Dönemin SSD Müdürü ve Bakanı’nın sık sık basına açıklamalar yaparak eczacı ve hekimlere karşı itibarsızlaştırma kampanyaları yürüttüğünü söyleyen Özant, basının tutuklanan hekim ve eczacıların fotoğraflarını yayımlayarak masumiyet karinesini ve insan haklarını ihlal ettiğini ifade etti.
Soruşturma dosyalarının bir yıldır tamamlanamayıp savcılığa gönderilmemiş olmasının yanı sıra, kamuoyunda itibarı zedelenen eczacı ve hekim meslektaşlarının hukuki, ekonomik, sosyal ve psikolojik açıdan mağduriyetlerinin giderilmesi mümkün olmadığını dile getirdi.
Ozant, “Hesaplara konulan blokajlar, yurt dışı çıkış yasakları ve itibar kayıpları hala devam etmekte, bu sorunların çözümü için tek bir adım bile atılmamıştır.” diyerek, başlangıçtan itibaren sigortalıların ilaca erişiminde, e-reçete ve ilaç takip sistemi gibi önemli uygulamaların devreye alınması gerektiğine dikkat çekti.
Ancak bu uygulamaların halen hayata geçirilemediğini vurguladı. “Bir yıldır ilaca erişemeyen sigortalıların ve emekçilerin maddi ve manevi zararlarının kim tarafından karşılanacağı belirsizdir.” dedi.

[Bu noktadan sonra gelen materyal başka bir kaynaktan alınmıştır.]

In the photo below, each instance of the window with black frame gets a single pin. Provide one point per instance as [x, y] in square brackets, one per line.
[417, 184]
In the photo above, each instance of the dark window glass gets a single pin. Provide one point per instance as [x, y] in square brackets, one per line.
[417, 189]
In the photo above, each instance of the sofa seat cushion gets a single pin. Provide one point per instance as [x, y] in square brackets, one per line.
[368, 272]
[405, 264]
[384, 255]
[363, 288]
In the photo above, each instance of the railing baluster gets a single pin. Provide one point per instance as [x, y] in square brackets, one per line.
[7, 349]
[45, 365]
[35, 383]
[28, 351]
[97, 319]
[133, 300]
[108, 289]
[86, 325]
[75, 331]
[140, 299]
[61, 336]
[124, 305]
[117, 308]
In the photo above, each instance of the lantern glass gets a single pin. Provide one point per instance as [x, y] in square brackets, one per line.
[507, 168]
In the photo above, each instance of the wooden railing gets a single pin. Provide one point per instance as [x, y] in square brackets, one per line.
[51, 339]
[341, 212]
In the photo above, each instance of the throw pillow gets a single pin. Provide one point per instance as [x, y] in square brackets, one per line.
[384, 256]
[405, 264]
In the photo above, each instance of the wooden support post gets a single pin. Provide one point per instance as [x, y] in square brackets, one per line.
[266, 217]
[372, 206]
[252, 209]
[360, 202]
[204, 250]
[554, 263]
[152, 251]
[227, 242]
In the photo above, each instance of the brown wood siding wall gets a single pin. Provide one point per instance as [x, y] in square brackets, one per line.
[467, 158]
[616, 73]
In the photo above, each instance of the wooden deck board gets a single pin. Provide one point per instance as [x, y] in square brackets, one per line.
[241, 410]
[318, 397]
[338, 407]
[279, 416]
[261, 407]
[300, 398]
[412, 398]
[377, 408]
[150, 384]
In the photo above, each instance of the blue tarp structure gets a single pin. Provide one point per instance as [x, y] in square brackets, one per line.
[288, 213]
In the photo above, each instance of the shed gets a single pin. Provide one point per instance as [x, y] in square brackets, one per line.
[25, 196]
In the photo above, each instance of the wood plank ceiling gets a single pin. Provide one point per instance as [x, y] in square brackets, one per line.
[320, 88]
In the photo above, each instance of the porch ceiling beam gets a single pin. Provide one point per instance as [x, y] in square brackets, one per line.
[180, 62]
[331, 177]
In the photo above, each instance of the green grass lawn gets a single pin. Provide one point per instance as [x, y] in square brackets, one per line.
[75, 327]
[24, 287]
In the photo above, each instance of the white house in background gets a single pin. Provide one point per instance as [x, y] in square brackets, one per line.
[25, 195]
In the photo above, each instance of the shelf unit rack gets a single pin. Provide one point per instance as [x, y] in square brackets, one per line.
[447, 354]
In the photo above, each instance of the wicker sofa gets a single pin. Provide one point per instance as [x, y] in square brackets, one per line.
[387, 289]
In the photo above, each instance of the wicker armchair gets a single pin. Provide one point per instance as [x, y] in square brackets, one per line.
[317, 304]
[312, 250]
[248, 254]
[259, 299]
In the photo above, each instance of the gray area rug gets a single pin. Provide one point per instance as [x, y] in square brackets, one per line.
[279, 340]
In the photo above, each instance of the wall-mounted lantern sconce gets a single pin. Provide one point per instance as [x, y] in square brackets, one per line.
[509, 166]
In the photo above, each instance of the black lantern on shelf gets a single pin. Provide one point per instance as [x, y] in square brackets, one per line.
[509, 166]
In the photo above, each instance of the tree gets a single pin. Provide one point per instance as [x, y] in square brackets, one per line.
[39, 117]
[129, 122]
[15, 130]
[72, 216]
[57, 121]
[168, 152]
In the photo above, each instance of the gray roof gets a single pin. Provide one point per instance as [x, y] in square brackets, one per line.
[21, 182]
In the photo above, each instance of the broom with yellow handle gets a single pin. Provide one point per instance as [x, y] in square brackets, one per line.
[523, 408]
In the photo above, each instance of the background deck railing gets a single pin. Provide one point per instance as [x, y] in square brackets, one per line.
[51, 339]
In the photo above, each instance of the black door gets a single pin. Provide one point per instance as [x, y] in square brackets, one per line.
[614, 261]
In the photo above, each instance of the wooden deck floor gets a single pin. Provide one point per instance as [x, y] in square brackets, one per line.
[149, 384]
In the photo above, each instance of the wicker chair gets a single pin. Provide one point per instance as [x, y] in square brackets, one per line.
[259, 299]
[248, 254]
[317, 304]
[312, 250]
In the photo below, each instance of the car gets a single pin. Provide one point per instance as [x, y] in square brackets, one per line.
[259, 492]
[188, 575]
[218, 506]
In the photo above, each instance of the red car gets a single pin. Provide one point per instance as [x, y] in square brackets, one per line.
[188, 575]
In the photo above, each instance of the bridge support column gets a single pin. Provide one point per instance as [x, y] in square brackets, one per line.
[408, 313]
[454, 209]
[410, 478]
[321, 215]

Ozant, soruşturmaların bir an önce tamamlanması, adaletin hızla sağlanması ve mağduriyetlerin giderilmesi gerektiğini vurguladı.
Polis Genel Müdürlüğü’nün Kasım 2023’te yaptığı şikayetler doğrultusunda Bakanlık bürokratları ve diğer sorumlular hakkında dosyaları hızla ilerletmesi ve savcılığa sevk edilmesi gerektiğini kaydetti.
Hekim ve eczacılarla ilgili soruşturmaların ivedilikle tamamlanması ve yargı sürecinin hızlı bir şekilde sonuçlandırılmasının hayati önem taşıdığını ifade eden Özant, “Biz, yargı sürecinin her aşamasında meslektaşlarımızın yanında olmaya devam edeceğiz.
Hekimler, eczacılar ve mağdur sigortalılar, bu süreçte sorumlulardan hesap sormaya devam edeceklerdir.
Yaşananları unutmadık ve asla unutmayacağız.” şeklinde konuştu.